Bobigny (93), France.
Hanna Arendt avait évoqué de façon lumineuse une certaine idée de la « désolation » ( [1])
comme « l’expérience absolue de non-appartenance au monde » liée au
déracinement dont ont été frappées les masses modernes, qu’elle faisait
remonter au déclin de la sphère publique de l’entre deux guerres, à
l’impuissance des États nations à résoudre le statut des réfugiés ou
des peuples sans droits garantis par les gouvernements en dehors des
protections prévues par les Nations-Unies, c’est à dire de la stricte
assistance humanitaire. En ce temps là, comme l'écrit Sylvaine Bulle dans un remarquable article paru dans la revue Multitudes (http://multitudes.samizdat.net/Jerusalem-Est-Les-sinistres-de-la.html ) les Sans État : réfugiés,
apatrides, juifs ou minorités tziganes, et pas encore palestiniens
arabes( [2]),
incarnaient ce phénomène de masse le plus nouveau de l’histoire
contemporaine : moins la perte de résidence que l’incapacité d’en
retrouver une, c’est-à-dire le droit d’appartenir à une communauté
politique ou nationale. « Je ne suis ni citoyen ni résident. Alors où
suis-je et qui suis-je ?... Tu réalises que tu peux bien exister
métaphysiquement, mais pas juridiquement. »( [3])
Ce sont là les mots de l’écrivain palestinien Mahmud Darwish décrivant
son parcours aux guichets du Ministère de l’Intérieur israélien en 1973
- rappelant peut être ceux d’Arendt : « être privé des droits humains,
c’est être privé d’une place dans le monde »( [4]).

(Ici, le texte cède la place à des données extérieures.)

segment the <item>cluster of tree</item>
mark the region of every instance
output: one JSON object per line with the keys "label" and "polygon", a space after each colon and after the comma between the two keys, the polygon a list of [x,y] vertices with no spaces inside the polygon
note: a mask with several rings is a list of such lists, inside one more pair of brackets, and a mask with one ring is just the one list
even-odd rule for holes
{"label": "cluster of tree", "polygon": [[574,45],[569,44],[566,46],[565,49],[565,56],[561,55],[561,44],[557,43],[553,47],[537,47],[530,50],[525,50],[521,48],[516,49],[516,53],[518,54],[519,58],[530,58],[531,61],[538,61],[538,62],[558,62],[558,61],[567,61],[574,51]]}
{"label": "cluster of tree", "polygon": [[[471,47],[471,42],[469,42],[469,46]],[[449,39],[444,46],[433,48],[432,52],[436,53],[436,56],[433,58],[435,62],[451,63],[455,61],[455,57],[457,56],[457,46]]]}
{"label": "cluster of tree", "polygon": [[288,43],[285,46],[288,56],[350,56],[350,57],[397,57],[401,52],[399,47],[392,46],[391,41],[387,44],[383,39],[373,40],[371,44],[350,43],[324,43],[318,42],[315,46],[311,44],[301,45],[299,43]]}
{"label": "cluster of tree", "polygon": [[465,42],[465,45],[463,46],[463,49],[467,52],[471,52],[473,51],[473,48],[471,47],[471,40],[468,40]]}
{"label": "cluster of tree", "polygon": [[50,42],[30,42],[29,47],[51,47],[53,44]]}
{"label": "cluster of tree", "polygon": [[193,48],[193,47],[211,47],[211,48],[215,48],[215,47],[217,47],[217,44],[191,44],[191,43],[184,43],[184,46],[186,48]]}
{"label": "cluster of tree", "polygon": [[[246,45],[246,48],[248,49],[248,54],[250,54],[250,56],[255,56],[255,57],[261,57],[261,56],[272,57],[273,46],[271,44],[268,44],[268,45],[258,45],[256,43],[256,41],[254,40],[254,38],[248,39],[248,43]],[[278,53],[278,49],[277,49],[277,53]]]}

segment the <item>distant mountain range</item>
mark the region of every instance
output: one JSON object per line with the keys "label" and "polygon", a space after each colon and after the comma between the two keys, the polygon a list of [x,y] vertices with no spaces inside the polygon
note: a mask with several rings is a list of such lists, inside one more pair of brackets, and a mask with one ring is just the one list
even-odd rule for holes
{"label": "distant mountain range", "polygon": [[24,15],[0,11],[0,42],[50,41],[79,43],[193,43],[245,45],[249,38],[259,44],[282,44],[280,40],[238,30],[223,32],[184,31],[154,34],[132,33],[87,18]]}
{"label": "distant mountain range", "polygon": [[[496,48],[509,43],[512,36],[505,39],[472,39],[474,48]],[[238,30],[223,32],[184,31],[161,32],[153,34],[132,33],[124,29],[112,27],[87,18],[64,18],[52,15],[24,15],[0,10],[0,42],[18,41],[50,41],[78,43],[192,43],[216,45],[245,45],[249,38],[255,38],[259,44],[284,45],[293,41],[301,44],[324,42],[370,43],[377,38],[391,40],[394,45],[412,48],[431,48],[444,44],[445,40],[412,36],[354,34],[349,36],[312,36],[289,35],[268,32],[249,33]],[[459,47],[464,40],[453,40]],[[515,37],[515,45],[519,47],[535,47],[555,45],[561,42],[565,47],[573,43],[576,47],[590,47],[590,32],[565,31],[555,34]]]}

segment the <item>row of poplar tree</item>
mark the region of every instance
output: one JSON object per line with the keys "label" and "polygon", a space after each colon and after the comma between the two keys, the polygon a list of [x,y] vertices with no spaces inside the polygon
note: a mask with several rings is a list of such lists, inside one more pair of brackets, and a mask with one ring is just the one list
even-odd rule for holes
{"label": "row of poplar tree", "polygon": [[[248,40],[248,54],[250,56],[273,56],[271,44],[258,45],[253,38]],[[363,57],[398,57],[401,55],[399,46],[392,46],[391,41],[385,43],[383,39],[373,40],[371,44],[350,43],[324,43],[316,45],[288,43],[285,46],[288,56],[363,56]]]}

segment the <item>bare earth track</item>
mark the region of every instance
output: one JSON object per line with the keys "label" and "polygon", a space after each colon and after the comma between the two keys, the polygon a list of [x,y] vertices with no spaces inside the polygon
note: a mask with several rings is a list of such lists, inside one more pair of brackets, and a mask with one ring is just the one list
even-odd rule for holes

Et lorsque l'on dispose de ces droits, d'une nationalité, de la chance d'être né ou de vivre (légalement ou non) dans un pays qui, à bien y regarder, demeure malgré tout vivable (absence de guerre, de cataclysmes, richesse nationale), tous éléments qui manquent à tant d'autres, comment expliquer la persistance de ce mal-être?
Dans l'article que l'on va lire ci-après, notice d'information diffusée dans la rubrique Actualités du fournisseur Club-Internet, il ne s'agit pas de la situation que vivent les réfugiés palestiniens de Jérusalem-Est, mais de gens qui vivent en France et qui montrent ce que pourrait être le véritable visage, l'envers de la ville-monde.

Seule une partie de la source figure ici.